O rework da Shyvana já já está chegando no LoL, mas você se lembra de qual é o campeão que mais vezes recebeu essa repaginação? Para muitos, ele é o protagonista da história do League of Legends e foi, e ainda é, um dos melhores campeões do protagonista do competitivo de League of Legends, Faker.
O Ryze é o campeão que mais recebeu reworks na história do LoL
Ao longo dos anos, Ryze recebeu diversos ajustes e mini-reworks que muitas vezes mudavam profundamente sua jogabilidade. Foram três grandes mudanças que o campeão sofreu, além de mudanças pontuais.
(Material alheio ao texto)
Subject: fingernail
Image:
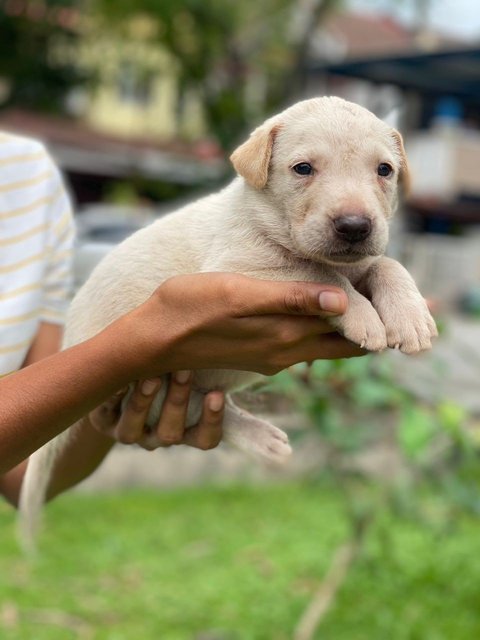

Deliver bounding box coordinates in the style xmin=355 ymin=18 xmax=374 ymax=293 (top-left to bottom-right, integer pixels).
xmin=319 ymin=291 xmax=344 ymax=313
xmin=207 ymin=393 xmax=223 ymax=411
xmin=174 ymin=371 xmax=191 ymax=384
xmin=141 ymin=378 xmax=162 ymax=396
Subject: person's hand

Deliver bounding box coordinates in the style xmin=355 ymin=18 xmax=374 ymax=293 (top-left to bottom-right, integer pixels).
xmin=120 ymin=273 xmax=366 ymax=378
xmin=89 ymin=371 xmax=224 ymax=451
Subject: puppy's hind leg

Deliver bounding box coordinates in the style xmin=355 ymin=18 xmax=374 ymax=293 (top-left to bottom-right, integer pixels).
xmin=223 ymin=397 xmax=292 ymax=463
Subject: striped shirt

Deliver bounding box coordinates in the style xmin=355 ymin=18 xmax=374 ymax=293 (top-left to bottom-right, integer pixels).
xmin=0 ymin=133 xmax=74 ymax=376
Quando lançou, o Mago Rúnico tinha o seu problema estampado no que era sua vitrine: a simplicidade. Um campeão com três habilidades point and click, sendo que uma reduzia Resistência Mágica e outra prendia, somadas a uma ultimate que fazia todas as habilidades causarem dano em área e fornecia Vampirismo Mágico? Problemático e difícil de ser balanceado.
Foi aí que entrou um novo conceito para o Ryze, ainda em 2010. Antigamente, sua passiva concedia Poder de Habilidade baseado na Vida Máxima perdida, mas isso mudaria e se tornaria uma passiva ainda mais quebrada: após usar uma habilidade, Ryze reduzia o Tempo de Recarga das outras habilidades em 1.5 segundos. O campeão lançava rajadas do seu combo simples de Q, W, E e Q.
Dessa forma, a Riot partiu para o segundo rework e, mais uma vez, mexeu em sua passiva:
O Ryze ganha uma carga de Maestria Arcana por 6 segundos sempre que usa uma habilidade, acumulando até 5 vezes.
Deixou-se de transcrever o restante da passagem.